Here is an ATC that is actually a bit old (but not elderly, please; a touchy subject lately).  A combination of paper, linen fabric, cotton perle, machine-made trim, perle buttons . . .


If the day has been stressful or tedious, it is good to go into the studio and pull out the tiniest of scraps and lay them out until I have a design I like.  Not a big piece.  Small.  Manageable.  The way my life can forget to be, sometimes.


Another not-so-new.  I tried to make a pair of these, but I don't think I made it to the second piece.  The lovely background fabric in center was the inspiration for this travel commentary:


An experiment from many years ago, I found the fabric I had made through several processes, ending with these postage stamps ironed onto a fabric that had been used as a protective covering for my ironing board when I was painting and printing fabrics (including dying scrim, stretching it over the muslin and ironing it dry so the color and pattern transferred over something already stained with other colors).  The textural effect is strong here:


This is a celebration piece.  I hear a brass band, chinking glasses, happy voices, all under afternoon sun.  Helen, GA during Oktoberfest, maybe?

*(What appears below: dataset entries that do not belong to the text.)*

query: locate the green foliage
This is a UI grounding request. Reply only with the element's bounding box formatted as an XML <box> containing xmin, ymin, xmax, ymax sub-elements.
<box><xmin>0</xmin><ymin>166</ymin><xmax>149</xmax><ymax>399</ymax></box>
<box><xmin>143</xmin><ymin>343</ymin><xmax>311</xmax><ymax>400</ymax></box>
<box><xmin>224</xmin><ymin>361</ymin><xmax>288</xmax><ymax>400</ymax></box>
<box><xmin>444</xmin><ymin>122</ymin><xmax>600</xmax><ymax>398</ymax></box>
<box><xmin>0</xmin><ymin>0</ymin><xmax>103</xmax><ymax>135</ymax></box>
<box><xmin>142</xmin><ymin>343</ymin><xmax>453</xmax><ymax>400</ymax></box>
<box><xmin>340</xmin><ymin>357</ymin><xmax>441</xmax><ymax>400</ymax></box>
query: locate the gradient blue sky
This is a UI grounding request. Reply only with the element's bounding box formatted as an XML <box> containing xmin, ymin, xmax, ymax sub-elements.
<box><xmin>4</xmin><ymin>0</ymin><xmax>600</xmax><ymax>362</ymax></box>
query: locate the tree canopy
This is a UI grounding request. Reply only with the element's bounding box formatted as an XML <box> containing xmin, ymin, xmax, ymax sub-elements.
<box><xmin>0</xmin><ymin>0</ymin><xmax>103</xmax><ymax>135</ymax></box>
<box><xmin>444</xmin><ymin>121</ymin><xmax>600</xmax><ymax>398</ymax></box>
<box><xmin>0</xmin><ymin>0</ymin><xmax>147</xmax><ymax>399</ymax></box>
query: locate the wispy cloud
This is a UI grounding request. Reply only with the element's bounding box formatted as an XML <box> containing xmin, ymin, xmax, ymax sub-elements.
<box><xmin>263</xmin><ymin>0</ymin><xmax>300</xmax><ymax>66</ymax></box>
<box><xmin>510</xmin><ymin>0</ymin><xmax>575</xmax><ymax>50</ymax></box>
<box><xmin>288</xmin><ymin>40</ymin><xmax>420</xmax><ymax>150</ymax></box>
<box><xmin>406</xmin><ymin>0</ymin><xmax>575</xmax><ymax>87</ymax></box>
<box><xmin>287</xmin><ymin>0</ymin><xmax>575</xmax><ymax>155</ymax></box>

A leaf, made this time last year.  A great deal of layering and machine felting here, silk organza and some funky fabrics underneath it, with machine stitched details.  Only a small amount of hand-stitching becaue it was very thick with layers of bonding and felt and funky fabric:


Another fabric that I discovered while cleaning and moving things.  An abstract day dream.  Something not a bit concerned with reality, time of day, or appointments to be kept— a sort of Paul Klee morning:


A pome fruit.  With some layering in right hand corner, couching, beads . . .  I'm a little hazy on the details here.  I think the shape of the bright green fabric suggested the direction more than a well-formed idea of representation.  Unfortunately, I get started on an idea, gone into the Zone, and then I lose all sense of where, why, and even the point of ending:


Stamped fabric below.  I carved the stamp from a sheet of soft rubber, bonded the fabric to a pellon interfacing, and stitched the green image in complementary red. It has suggestions of the garden.  Unstitched, as a negative print, it is still interesting.  This is a good stamp to play with, perhaps to block portions of it and do some side-by-side printing . . .

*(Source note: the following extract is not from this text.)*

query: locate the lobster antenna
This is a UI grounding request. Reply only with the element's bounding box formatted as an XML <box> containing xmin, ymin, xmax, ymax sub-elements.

Fabric painted five or more years ago, later made into a rectangular quilt block but recently I cut the block apart into  several ATCs, each of them with different sections of that red-black painted original fabric.  Here I've added two stamped images on right in the reddish portion, and because the images were faint and not complete circles, I worked the shapes by stitching (brokenly) the rough circles there.  Then I added the hatching marks in red over the black parts.


Only hatching marks added to the painted fabric and little corner of red linen that had been satin-stitched on by machine:


Flags flying, end of summer is approaching.  I hate to be so eager for time to pass, but I am a little ready for cooler weather!  On a fabric that could have been a summer postcard, interrupted by the curve of the sandy beach . . . ? Really?

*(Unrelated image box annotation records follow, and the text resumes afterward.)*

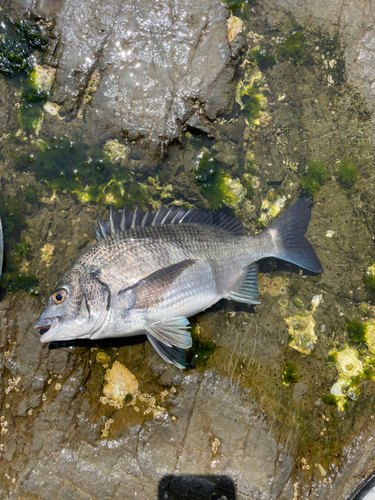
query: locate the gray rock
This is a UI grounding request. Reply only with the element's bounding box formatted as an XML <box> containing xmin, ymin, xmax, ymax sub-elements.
<box><xmin>17</xmin><ymin>0</ymin><xmax>239</xmax><ymax>151</ymax></box>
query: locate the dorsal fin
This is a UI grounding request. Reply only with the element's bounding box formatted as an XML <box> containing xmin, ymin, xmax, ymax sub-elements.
<box><xmin>93</xmin><ymin>205</ymin><xmax>244</xmax><ymax>241</ymax></box>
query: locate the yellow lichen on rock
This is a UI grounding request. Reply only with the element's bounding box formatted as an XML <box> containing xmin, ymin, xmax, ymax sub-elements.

The last piece is something I could not put down, that I kept stitching, adding buttons, just one more stitch, one more knot, one more something somewhere!  It could have been twice, three times the 2 1/2" x 3 1/2" of the original, and this idea would have been soooooo much fun to continue to develop!


In fact, I think I'll keep it as inspiration for something a little larger later on.  So many ideas, so little time!


Wednesday, August 15, 2012

Still Elusive . . .

We all have our strengths and weaknesses.  In an effort at some late-in-life character improvement, I decided last week to learn to write the elusive (to me) short story.  I can be quite formidable when I apply myself to learning something.  I think of my life with the Goldberg Variations, for instance.  After a week, however, I have managed only to come up with a paltry three paragraphs detailing a woman sitting at an outdoor cafe table.  I've been made privy to no other details of this woman's story.  I changed things a dozen times, gave her ample opportunity to talk to me.  But the most I got from her was sullen silence and a hint that there was more to her than met the eye.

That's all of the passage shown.